Ela senta na frente do piano e seus olhos pairam sobre as teclas. Brancas e pretas. Começa a tocar a Sonata ao luar de Beethoven, enquanto lembra-se de como as coisas sempre escaparam de suas mãos. Como as notas que, tocadas, já são nada senão uma lembrança de algo que se dissolve no tempo. Ela para. De repente. O pé ficou no pedal de sustentação, então o som ainda ecoa e ecoa e ecoa cada vez mais baixo, mas ela tira o pé do pedal enquanto ainda havia um pouco de som. Pois ela odeia quando as músicas acabam em fade out.
Levanta-se e vai até o armário do quarto. Abre uma gaveta. Põe uma calcinha nova. Volta até a sala. Arruma o retrato na prateleira na estante. A campainha toca. Ela abre a porta emperrada para a aluna do horário seguinte que lhe dá um bom dia preguiçoso e senta ao piano com uma partitura velha.
A professora pergunta se a aluna quer um copo de água, mas ela recusa e começa a tocar um allegro desastrosamente equivocado.
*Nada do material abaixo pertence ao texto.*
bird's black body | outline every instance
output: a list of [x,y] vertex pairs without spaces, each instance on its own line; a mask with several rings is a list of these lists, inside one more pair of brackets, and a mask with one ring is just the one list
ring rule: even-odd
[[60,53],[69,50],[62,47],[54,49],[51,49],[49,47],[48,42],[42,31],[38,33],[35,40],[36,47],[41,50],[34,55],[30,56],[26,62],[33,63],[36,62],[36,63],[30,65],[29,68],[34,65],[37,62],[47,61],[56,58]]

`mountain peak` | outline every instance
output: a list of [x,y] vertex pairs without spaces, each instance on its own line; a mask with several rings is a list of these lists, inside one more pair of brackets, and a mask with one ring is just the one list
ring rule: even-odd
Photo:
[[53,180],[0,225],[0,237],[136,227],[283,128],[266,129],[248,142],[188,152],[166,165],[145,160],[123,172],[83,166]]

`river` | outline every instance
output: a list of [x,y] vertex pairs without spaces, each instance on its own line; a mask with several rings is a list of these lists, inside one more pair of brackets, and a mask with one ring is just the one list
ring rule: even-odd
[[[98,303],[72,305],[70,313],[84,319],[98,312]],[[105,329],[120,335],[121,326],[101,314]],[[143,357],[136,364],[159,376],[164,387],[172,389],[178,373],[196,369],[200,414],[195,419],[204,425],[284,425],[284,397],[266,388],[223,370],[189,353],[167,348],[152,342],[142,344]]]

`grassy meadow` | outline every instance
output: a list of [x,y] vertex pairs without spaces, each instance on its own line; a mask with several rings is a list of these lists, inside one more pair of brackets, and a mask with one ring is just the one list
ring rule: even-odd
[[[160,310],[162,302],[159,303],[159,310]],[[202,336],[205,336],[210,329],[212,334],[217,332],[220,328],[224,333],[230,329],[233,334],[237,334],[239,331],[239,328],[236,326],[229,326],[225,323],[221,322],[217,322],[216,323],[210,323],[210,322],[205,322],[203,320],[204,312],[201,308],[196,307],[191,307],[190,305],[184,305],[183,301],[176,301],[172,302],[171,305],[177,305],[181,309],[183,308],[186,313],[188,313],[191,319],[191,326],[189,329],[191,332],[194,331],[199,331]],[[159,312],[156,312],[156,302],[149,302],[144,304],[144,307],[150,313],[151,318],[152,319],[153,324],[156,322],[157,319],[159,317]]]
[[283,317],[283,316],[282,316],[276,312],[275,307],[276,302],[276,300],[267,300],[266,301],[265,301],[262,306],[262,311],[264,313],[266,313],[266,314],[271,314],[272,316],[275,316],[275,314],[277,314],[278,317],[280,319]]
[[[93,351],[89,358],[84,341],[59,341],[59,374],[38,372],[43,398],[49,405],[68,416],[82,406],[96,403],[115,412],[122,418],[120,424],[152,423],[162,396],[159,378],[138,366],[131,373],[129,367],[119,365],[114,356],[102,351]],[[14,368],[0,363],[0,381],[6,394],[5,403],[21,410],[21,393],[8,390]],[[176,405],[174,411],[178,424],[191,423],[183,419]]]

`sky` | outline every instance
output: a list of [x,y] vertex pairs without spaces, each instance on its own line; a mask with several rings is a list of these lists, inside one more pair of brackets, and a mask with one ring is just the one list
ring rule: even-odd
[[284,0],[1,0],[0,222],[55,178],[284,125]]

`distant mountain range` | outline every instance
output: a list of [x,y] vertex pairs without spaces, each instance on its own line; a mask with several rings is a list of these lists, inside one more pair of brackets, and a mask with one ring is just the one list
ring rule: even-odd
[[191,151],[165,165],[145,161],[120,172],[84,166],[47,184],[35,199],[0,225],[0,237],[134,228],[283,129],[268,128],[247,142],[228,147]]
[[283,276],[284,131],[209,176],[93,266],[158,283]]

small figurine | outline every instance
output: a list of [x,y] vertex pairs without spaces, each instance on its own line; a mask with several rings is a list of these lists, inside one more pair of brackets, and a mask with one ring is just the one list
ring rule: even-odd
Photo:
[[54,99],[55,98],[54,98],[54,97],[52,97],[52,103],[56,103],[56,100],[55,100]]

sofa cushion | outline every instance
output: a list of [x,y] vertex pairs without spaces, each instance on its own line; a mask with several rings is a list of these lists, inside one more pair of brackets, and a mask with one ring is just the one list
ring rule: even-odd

Tia Cio-cio passa reto pelo jarro d’água na cozinha e encaminha-se para a dispensa da lavanderia onde pega um veneno de rato. Ela serve uma dose generosa em seu copo e preenche com água. Volta para a sala e põe o copo sobre o piano. Senta-se ao lado da aluna que acaba de tocar a música. A professora acena com a cabeça e diz: “Da capo”.